First, I think my feet are really beautiful. I am told very often that I look like my mom (which I think is a huge compliment) but my feet are the only part of my body that is basically a carbon copy.  We both have long toes that curl underneath and teeny tiny toenails that stick out like knives when they grow. Though neither of us are exactly pedicure girls (it creeps me out usually), our feet are usually "dressed up"- my mom loves toe rings and we both always have painted nails (this is partially just so you can see they are there; they are very little!).

I love my Mom's feet because you can see she has worked them really hard. She has broken toes and missing nails from her years of marathon running. I broke one toe, from accidentally kicking my own couch I think? One of my feet was even run over by a car! My toes face slightly different hazards. Most dangerously, being attached to me!


 Despite what I put them through, my feet take me everywhere. My Mom has absolutely beaten the daylights out of hers, but she keeps putting one step in front of the other. My feet almost mastered toe typing, can pick up all sorts of things, and is always the first thing to touch all bodies of water. When I see water, my feet somehow know and just beg to get in. Also, I just think there are cute and I love dressing them up in shoes.

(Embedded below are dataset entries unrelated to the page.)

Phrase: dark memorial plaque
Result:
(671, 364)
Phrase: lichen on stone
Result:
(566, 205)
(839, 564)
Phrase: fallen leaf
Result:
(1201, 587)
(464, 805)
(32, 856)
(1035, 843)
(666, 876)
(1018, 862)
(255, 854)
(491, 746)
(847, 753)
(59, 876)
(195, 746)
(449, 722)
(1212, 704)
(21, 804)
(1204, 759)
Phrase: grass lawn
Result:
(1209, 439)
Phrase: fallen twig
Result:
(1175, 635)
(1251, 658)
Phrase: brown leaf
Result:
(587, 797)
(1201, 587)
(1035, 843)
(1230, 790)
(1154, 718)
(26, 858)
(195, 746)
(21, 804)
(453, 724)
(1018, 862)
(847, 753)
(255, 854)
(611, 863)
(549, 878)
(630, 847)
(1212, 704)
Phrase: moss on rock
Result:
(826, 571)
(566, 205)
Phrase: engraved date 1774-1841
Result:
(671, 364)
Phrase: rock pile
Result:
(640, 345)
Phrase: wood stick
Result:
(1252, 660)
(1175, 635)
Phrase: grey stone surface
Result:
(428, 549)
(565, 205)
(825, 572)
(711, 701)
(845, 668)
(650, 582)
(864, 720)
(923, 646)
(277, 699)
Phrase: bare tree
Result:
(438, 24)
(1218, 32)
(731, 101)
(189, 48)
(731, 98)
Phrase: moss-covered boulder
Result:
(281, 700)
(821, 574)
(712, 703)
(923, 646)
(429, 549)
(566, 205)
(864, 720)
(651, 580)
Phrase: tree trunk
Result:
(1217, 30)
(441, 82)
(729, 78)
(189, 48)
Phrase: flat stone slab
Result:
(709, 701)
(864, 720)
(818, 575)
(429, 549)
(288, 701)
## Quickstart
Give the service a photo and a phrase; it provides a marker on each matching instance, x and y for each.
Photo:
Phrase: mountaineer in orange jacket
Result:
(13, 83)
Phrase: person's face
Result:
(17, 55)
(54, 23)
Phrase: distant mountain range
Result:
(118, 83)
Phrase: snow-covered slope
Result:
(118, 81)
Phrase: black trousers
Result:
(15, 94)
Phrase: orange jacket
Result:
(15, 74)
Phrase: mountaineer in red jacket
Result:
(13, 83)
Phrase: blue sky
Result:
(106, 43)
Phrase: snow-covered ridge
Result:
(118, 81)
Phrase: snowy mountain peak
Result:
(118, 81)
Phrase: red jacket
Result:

Ok, so kind of a cop out answer? I couldn't decide (but I still wanted to show off my super cute toes and goat feet), so here is one more.

 I think I have a nice smile. I like that my smile takes over my whole face and that they make me squinty. I like the gap in my teeth and that I have really big cheeks that push my face around when I smile. They are like the bullies of my face, but in a good way. I also think my eyes look weirdly nice when they are tiny. I think my eyebrows are actually bigger than them, and I like that. I just think that I look the prettiest when I am happy.

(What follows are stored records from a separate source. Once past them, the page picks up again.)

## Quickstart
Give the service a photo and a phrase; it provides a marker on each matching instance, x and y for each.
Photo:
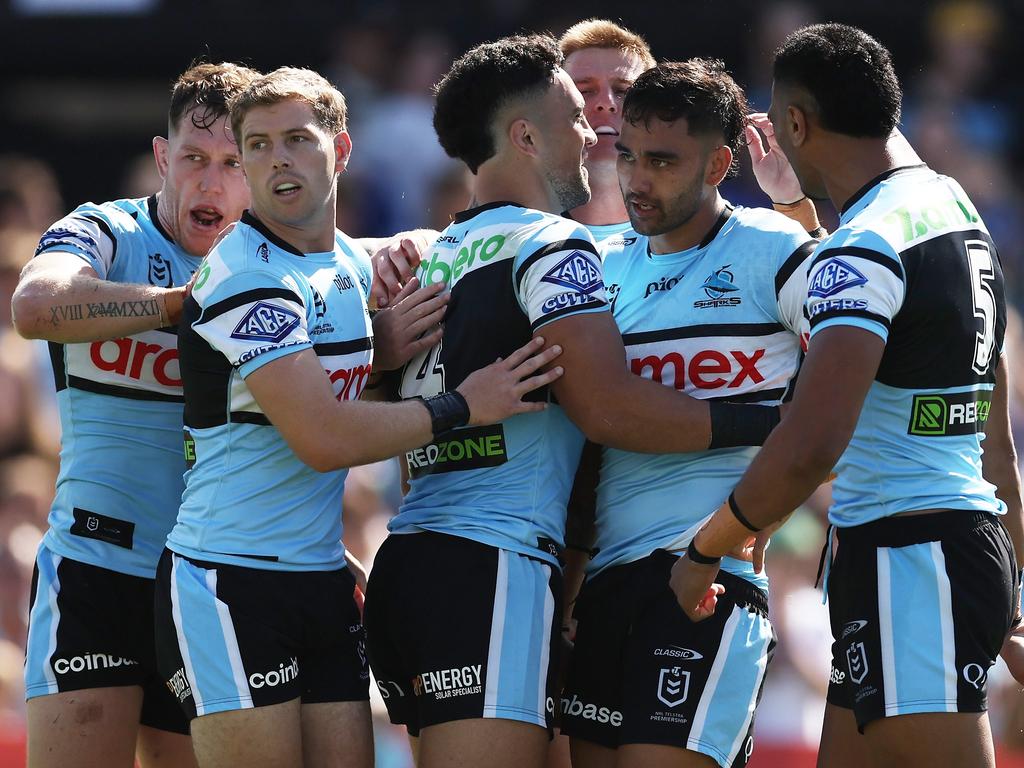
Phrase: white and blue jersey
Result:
(120, 400)
(250, 501)
(913, 263)
(720, 321)
(511, 270)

 I feel like in general I would like to be a person with positive and welcoming energy. The nice thing is that the easiest first step in that is just smiling! It is so easy! I also am proud of the fact that I am the kind of person who doesn't just get through things, but I feel like I am usually trying to see the positive and fun in them. I think I am a person who is genuinely happy for other people most of the time, and I take most of my happiness from loving others. It makes me really happy to cheer for someone else ,and nothing in this world makes me happier than my family and The Boy. I feel like I can find something to be grateful for in most situations, and that balances out my skepticism.

This year especially, I feel really proud of myself for pushing myself to do the things that actually make me happy AND that I am stopping being embarrassed about wanting to make others happy too. Like, teaching 6 year olds to make stuff that makes them happy is a pefectly wonderful way to spend my summer, even if it doesn't make me any more important in the world. I got my ass kicked and ate the biggest serving of failure in my life, but I think I got through it and 6 months later, I really have so much to be grateful for. Joy can be a lot of hard work, and I learned a lot this year that will help me smile in the future. So I really like my smile.